前言
这里是loss的续,将刚才没写完的部分写完,主要是关于anchor_target_layer,也就是rpn部分。
anchor_target_layer()
def anchor_target_layer(cls_pred, bbox, im_info, scope_name):
with tf.variable_scope(scope_name) as scope:
# 'rpn_cls_score', 'gt_boxes', 'im_info'
rpn_labels, rpn_bbox_targets, rpn_bbox_inside_weights, rpn_bbox_outside_weights = \
tf.py_func(anchor_target_layer_py,
[cls_pred, bbox, im_info, [16, ], [16]],
[tf.float32, tf.float32, tf.float32, tf.float32])
rpn_labels = tf.convert_to_tensor(tf.cast(rpn_labels, tf.int32),
name='rpn_labels')
rpn_bbox_targets = tf.convert_to_tensor(rpn_bbox_targets,
name='rpn_bbox_targets')
rpn_bbox_inside_weights = tf.convert_to_tensor(rpn_bbox_inside_weights,
name='rpn_bbox_inside_weights')
rpn_bbox_outside_weights = tf.convert_to_tensor(rpn_bbox_outside_weights,
name='rpn_bbox_outside_weights')
return [rpn_labels, rpn_bbox_targets, rpn_bbox_inside_weights, rpn_bbox_outside_weights]
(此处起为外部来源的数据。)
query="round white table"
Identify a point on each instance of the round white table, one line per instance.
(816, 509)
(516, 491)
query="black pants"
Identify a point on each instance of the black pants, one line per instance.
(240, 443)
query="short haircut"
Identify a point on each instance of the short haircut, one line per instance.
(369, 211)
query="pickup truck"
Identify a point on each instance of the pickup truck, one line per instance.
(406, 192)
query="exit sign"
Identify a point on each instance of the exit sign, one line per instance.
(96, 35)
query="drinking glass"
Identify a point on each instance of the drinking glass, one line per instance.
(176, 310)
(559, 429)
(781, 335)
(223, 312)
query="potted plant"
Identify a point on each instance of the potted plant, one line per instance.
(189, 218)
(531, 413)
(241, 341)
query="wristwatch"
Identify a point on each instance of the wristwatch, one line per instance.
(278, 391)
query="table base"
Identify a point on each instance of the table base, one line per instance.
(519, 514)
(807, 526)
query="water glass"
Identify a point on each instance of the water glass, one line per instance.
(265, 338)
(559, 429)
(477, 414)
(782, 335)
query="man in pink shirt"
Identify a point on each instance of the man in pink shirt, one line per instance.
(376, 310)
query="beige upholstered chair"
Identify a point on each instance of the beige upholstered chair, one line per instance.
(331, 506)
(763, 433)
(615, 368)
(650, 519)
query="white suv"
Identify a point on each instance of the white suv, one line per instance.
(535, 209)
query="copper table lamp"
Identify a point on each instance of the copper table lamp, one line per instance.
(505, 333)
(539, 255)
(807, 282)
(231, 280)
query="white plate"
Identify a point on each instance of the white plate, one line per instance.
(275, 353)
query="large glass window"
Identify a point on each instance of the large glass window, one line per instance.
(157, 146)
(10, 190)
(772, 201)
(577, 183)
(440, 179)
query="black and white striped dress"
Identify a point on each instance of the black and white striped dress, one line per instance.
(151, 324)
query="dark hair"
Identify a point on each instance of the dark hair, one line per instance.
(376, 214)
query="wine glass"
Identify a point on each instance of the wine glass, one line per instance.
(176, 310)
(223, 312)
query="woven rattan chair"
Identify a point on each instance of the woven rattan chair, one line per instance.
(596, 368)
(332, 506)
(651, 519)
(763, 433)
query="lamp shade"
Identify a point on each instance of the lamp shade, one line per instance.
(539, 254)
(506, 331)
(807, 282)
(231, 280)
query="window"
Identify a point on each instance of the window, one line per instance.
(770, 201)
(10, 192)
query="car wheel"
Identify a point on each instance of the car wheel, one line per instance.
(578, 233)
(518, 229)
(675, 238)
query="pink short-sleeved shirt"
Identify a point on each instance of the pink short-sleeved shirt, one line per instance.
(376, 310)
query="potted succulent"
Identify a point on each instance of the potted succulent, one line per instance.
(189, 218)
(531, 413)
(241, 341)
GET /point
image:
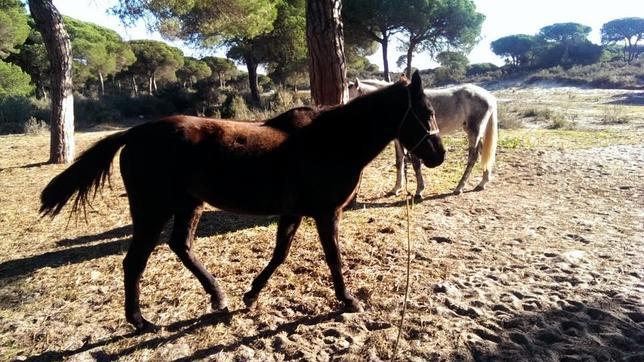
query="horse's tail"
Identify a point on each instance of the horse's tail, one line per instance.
(89, 172)
(488, 151)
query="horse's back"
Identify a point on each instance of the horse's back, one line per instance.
(292, 120)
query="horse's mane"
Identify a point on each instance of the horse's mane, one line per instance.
(292, 119)
(375, 98)
(300, 117)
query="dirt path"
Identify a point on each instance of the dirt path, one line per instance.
(547, 264)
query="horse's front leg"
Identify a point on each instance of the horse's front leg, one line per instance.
(472, 155)
(286, 229)
(400, 167)
(327, 226)
(186, 218)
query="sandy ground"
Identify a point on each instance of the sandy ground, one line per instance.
(547, 264)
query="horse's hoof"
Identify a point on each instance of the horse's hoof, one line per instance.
(144, 327)
(249, 299)
(219, 305)
(352, 306)
(394, 192)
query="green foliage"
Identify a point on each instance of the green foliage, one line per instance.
(34, 126)
(480, 68)
(235, 107)
(366, 22)
(13, 81)
(287, 49)
(357, 63)
(155, 60)
(98, 51)
(32, 59)
(439, 25)
(15, 111)
(629, 30)
(13, 26)
(224, 68)
(193, 70)
(565, 33)
(204, 22)
(517, 49)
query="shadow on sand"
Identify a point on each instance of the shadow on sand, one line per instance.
(77, 251)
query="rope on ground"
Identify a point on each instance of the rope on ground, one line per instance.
(404, 310)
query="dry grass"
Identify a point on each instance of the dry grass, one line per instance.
(61, 291)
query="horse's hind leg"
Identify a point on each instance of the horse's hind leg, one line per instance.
(328, 230)
(147, 228)
(472, 155)
(186, 218)
(286, 229)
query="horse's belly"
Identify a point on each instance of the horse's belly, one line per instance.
(256, 189)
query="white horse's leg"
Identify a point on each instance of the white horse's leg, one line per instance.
(488, 149)
(420, 183)
(472, 156)
(400, 167)
(487, 175)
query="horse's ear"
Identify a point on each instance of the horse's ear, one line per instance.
(416, 86)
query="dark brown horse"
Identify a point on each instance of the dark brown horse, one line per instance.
(301, 163)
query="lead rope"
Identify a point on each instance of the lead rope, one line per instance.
(408, 214)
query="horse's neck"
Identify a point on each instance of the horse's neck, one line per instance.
(360, 130)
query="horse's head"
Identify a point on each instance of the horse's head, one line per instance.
(354, 89)
(418, 131)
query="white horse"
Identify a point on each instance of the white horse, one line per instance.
(467, 106)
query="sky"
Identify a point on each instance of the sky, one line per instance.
(502, 17)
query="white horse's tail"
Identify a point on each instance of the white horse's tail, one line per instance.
(488, 151)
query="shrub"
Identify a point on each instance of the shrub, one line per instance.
(13, 81)
(90, 111)
(283, 100)
(35, 126)
(559, 121)
(614, 115)
(235, 107)
(507, 118)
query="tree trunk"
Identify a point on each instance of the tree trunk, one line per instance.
(251, 65)
(327, 64)
(100, 78)
(410, 54)
(49, 23)
(385, 61)
(135, 87)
tf.convert_to_tensor这是个很有用的函数,我们经常需要将python的数据类型转换成TensorFlow可用的tensor数据类型,所以仔细研究一下这个函数还是很有必要的,其实这块我们看到的只对类的重写,真正的函数在这:
"""
Assign anchors to ground-truth targets. Produces anchor classification
labels and bounding-box regression targets.
将锚点分配给真实目标。 生成锚点分类标签和边界框回归目标。
Parameters
----------
rpn_cls_score: (1, H, W, Ax2) bg/fg scores of previous conv layer 是前景还是背景的分类概率
gt_boxes: (G, 5) vstack of [x1, y1, x2, y2, class] 真实标签
im_info: a list of [image_height, image_width, scale_ratios] 图像信息
_feat_stride: the downsampling ratio of feature map to the original input image 原始图像到特征图的下采样率
anchor_scales: the scales to the basic_anchor (basic anchor is [16, 16]) 基本锚点的大小
----------
Returns 返回值
----------
rpn_labels : (HxWxA, 1), for each anchor, 0 denotes bg, 1 fg, -1 dontcare 0表示背景,1是前景,-1不关心
rpn_bbox_targets: (HxWxA, 4), distances of the anchors to the gt_boxes(may contains some transform)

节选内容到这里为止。